The headline act Gang Of Youths came around quicker than expected; the night had gone way too fast! Consisting of frontman David Le’aupepe, Max Dunn on bass guitar, Jung Kim on keyboards and guitar, Joji Malani on lead guitar and Donnie Borzestowski on drums, the gents were still on a high from their second LP Go Farther In Lightness knocking Paul Kelly off the #1 spot on the ARIA album charts. A classical composition reverberated around the natural amphitheatre as they took their places and sharp gold light projected off the stage, mesmerising and theatrical. Le’aupepe danced around for the first song, What Can I Do If the Fire Goes Out? while an iconic heartbeat graphic took our the screen centre-piece behind. A few songs in, they play a new song from their latest album, The Heart Is A Muscle. The crowd loved it, twirling and swaying, already learning the lyrics to sing along.

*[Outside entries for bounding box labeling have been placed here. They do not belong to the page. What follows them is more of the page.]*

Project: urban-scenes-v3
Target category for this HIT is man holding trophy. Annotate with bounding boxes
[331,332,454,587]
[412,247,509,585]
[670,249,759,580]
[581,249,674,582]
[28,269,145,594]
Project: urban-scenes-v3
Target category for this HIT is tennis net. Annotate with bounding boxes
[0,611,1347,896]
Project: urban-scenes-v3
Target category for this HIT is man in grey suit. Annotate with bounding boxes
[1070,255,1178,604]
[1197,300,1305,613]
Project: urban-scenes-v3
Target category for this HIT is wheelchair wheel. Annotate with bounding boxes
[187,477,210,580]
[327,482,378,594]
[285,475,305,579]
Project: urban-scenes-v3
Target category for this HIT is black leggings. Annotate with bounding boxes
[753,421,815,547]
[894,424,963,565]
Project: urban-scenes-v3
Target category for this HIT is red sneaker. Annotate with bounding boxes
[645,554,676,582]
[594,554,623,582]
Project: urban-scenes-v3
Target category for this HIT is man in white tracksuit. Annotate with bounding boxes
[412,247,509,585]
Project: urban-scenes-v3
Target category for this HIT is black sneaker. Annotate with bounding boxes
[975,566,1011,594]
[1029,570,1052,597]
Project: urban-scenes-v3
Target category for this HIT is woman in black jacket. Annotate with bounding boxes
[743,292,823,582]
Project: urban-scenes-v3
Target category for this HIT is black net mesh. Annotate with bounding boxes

The Deepest Signs, The Frankest Shadows was followed explosively by Magnolia, seeing every single person singing along. As always, to our glee, Le’aupepe emulated the iconic dance moves from Magnolia’s video clip, heartily flicking his curly hair side to side. Afterwards, he beckoned out “[Jindabyne] We love you, we love you, we love you,” over and over to a heart warmed crowd. “It’s cold outside Jindabyne, but our hearts are warm,” he yelled as Gang Of Youths played the last song for the night, Vital Signs, which was matched by bright pink and orange lights and exploding fireworks.

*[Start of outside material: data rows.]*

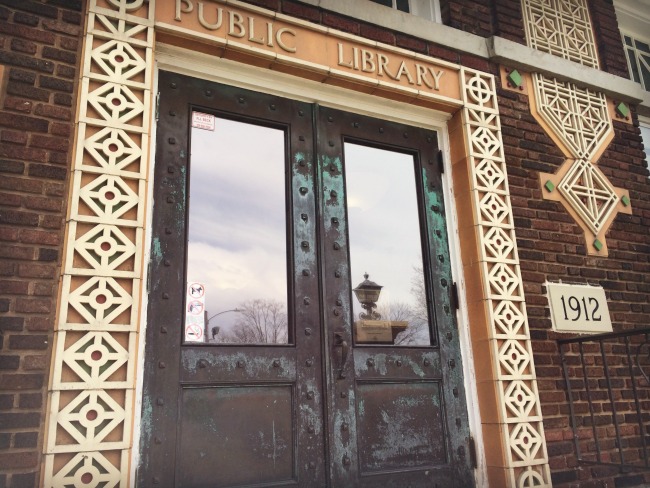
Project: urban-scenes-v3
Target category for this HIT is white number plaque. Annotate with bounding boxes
[546,283,612,333]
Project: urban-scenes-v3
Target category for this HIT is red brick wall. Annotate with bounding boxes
[250,0,650,488]
[589,0,629,78]
[0,0,83,487]
[499,80,650,487]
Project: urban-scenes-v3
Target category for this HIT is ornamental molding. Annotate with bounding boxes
[520,0,632,256]
[43,0,551,488]
[43,0,154,488]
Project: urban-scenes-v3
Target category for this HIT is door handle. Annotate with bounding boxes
[334,332,350,380]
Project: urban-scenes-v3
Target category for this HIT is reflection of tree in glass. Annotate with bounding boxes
[390,266,430,346]
[224,298,288,344]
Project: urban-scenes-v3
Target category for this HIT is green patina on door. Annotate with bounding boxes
[138,73,473,488]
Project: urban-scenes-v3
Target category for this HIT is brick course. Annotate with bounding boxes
[0,0,83,488]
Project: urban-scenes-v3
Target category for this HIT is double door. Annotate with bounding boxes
[138,73,473,488]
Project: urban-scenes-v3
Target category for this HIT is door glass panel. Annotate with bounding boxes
[185,115,289,344]
[344,142,431,346]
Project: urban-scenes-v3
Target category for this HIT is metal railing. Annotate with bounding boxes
[558,327,650,469]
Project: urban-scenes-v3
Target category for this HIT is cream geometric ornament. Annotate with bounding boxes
[558,159,618,234]
[522,0,632,256]
[533,73,613,159]
[41,0,155,482]
[522,0,598,68]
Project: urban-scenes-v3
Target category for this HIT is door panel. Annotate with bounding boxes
[138,73,326,487]
[176,385,297,487]
[138,73,472,488]
[317,107,473,487]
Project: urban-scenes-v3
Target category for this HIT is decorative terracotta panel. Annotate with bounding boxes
[43,0,153,487]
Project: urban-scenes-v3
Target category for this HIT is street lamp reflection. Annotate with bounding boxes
[353,273,383,320]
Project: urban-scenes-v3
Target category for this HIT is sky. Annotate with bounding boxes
[182,118,422,344]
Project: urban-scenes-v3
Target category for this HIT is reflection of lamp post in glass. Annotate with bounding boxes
[352,273,383,320]
[204,308,243,342]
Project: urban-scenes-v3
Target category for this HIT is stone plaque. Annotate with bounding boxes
[546,283,612,333]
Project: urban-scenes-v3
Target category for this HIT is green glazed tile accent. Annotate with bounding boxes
[621,195,630,207]
[507,69,524,88]
[616,102,630,117]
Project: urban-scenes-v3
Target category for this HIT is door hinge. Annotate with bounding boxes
[451,281,460,310]
[469,436,478,469]
[438,149,445,174]
[147,259,151,292]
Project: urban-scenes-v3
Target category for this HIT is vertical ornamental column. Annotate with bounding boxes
[450,68,551,488]
[43,0,154,487]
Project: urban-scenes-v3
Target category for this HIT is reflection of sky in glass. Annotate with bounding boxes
[345,143,429,344]
[187,118,287,336]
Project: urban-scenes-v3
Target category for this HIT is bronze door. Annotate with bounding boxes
[138,73,472,487]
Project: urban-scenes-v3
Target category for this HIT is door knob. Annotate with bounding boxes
[334,332,350,380]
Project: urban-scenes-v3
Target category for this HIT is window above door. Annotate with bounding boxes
[369,0,440,23]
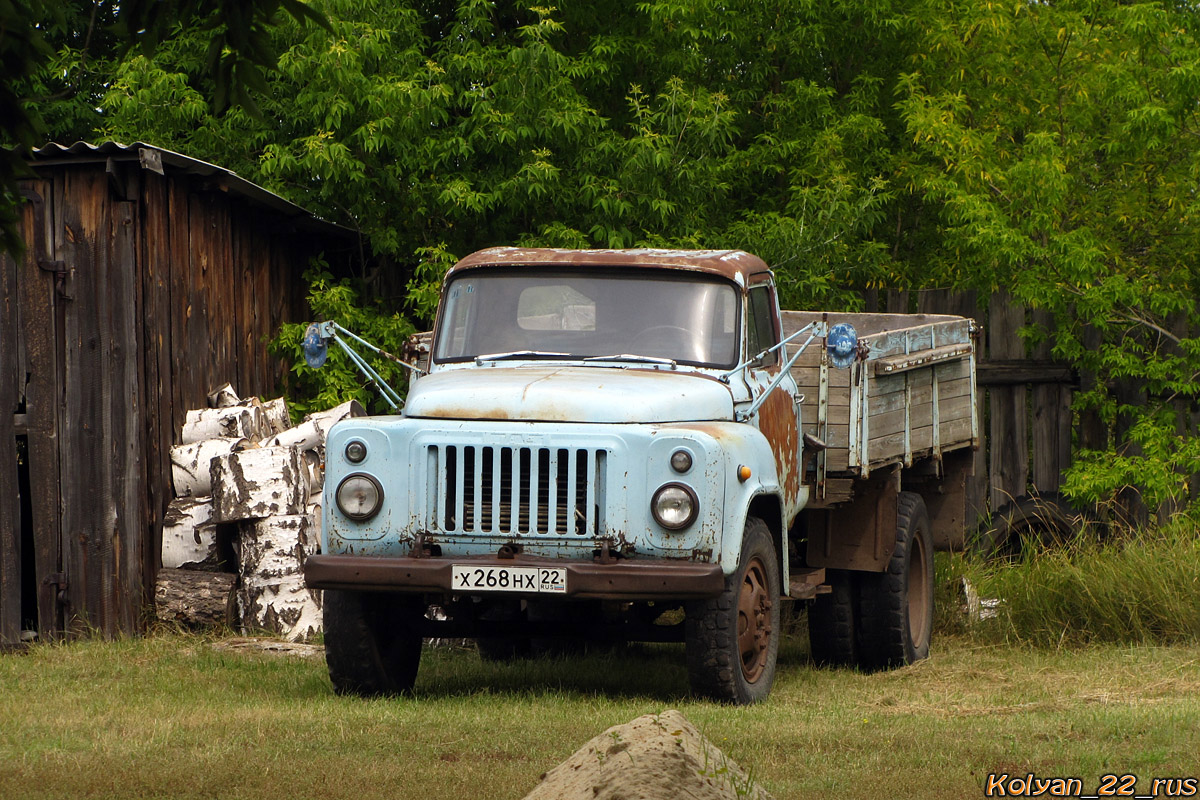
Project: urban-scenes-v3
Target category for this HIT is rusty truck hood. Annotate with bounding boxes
[404,365,733,422]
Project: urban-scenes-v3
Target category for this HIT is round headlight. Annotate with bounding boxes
[336,475,383,521]
[650,483,700,530]
[346,440,367,464]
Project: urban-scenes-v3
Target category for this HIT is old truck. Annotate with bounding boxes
[305,248,978,703]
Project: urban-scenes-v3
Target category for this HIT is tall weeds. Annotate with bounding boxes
[938,524,1200,645]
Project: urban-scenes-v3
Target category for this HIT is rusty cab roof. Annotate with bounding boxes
[446,247,767,288]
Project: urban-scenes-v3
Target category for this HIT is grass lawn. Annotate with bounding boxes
[0,634,1200,800]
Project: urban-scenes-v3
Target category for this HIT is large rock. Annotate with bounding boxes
[526,710,770,800]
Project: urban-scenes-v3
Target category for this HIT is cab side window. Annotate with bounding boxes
[746,284,779,367]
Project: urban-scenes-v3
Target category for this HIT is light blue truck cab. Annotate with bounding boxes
[305,248,974,703]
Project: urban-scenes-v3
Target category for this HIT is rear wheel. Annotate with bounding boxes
[857,492,934,669]
[324,589,425,697]
[685,517,780,705]
[809,570,858,667]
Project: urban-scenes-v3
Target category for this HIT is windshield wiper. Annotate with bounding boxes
[475,350,571,363]
[583,353,676,365]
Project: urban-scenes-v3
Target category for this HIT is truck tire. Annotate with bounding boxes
[809,570,858,667]
[857,492,934,669]
[323,589,425,697]
[684,517,780,705]
[974,492,1086,560]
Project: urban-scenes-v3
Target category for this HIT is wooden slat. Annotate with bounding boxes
[0,209,24,644]
[866,420,971,467]
[792,366,851,389]
[18,181,62,640]
[1031,309,1072,494]
[979,362,1079,386]
[988,294,1030,510]
[140,173,174,590]
[104,203,146,633]
[917,289,991,525]
[168,180,192,444]
[868,378,971,415]
[59,169,115,636]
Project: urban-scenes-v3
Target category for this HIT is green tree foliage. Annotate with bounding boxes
[16,0,1200,513]
[0,0,329,253]
[898,0,1200,506]
[93,0,895,319]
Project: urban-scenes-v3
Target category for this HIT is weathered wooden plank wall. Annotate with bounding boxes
[0,160,331,644]
[0,201,32,642]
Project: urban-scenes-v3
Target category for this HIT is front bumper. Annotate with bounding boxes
[304,554,725,600]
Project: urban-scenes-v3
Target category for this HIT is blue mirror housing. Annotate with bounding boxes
[826,323,858,369]
[300,323,329,369]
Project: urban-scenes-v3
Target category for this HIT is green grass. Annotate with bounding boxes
[940,524,1200,646]
[0,634,1200,800]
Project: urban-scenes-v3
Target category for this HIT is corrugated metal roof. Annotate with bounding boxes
[30,142,358,236]
[448,247,767,285]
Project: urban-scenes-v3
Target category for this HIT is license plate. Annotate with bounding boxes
[450,564,566,595]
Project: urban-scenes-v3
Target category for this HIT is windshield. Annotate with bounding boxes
[434,267,738,368]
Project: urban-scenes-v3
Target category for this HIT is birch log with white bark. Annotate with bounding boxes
[238,515,322,642]
[162,498,220,571]
[180,405,270,445]
[300,450,325,498]
[263,397,292,435]
[211,447,308,522]
[154,569,238,628]
[305,401,367,447]
[264,401,366,450]
[209,384,241,408]
[170,437,250,497]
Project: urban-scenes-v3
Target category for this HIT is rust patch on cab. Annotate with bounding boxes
[758,386,800,516]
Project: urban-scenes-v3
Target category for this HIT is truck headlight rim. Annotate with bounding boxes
[346,439,367,464]
[334,473,383,522]
[650,482,700,530]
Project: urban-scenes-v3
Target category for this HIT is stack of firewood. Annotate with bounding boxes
[156,384,364,642]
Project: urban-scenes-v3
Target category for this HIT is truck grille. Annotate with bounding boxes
[427,445,607,536]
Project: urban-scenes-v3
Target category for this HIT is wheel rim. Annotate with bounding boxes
[738,558,772,684]
[908,531,934,649]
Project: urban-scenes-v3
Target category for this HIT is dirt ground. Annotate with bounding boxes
[524,710,770,800]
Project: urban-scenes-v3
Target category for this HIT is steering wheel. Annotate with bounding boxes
[637,325,703,361]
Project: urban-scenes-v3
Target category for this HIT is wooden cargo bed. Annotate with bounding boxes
[782,311,979,485]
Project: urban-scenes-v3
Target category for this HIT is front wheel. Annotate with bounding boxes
[685,517,780,705]
[324,589,425,697]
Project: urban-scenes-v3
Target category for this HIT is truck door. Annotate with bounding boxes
[746,273,800,525]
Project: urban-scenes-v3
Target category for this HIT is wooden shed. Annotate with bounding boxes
[0,143,354,645]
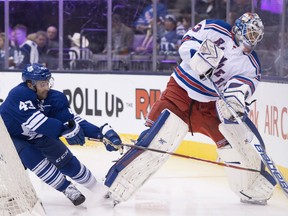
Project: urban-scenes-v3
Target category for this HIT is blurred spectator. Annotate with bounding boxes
[34,31,48,67]
[176,15,191,40]
[134,0,167,33]
[46,26,59,49]
[159,14,179,55]
[134,29,153,54]
[229,0,251,24]
[68,32,93,69]
[12,24,39,68]
[195,0,216,20]
[0,33,5,69]
[27,33,36,42]
[103,14,134,55]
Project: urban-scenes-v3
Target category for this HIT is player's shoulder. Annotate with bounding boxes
[9,82,37,101]
[48,89,67,100]
[205,19,232,32]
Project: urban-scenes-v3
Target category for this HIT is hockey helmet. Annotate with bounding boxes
[232,13,264,51]
[22,63,53,86]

Not quite ready to call the weekend quits, we manage to run from Gang Of Youths to catch the last of Oski’s set. He had the crowd vigorously jumping around while he rocked an all-orange jumpsuit and orange cap to match. He mixed Flux Pavillion’s: I Can’t Stop with unique static TV graphics flickering behind while everyone danced in their own little realm of space. Finishing on a heavy drum’n’base mix of the Backstreet Boys, the crowd went mental; an animated end to an insane two days of brilliant music, hot chocolate, skiing, dancing and frozen fingers.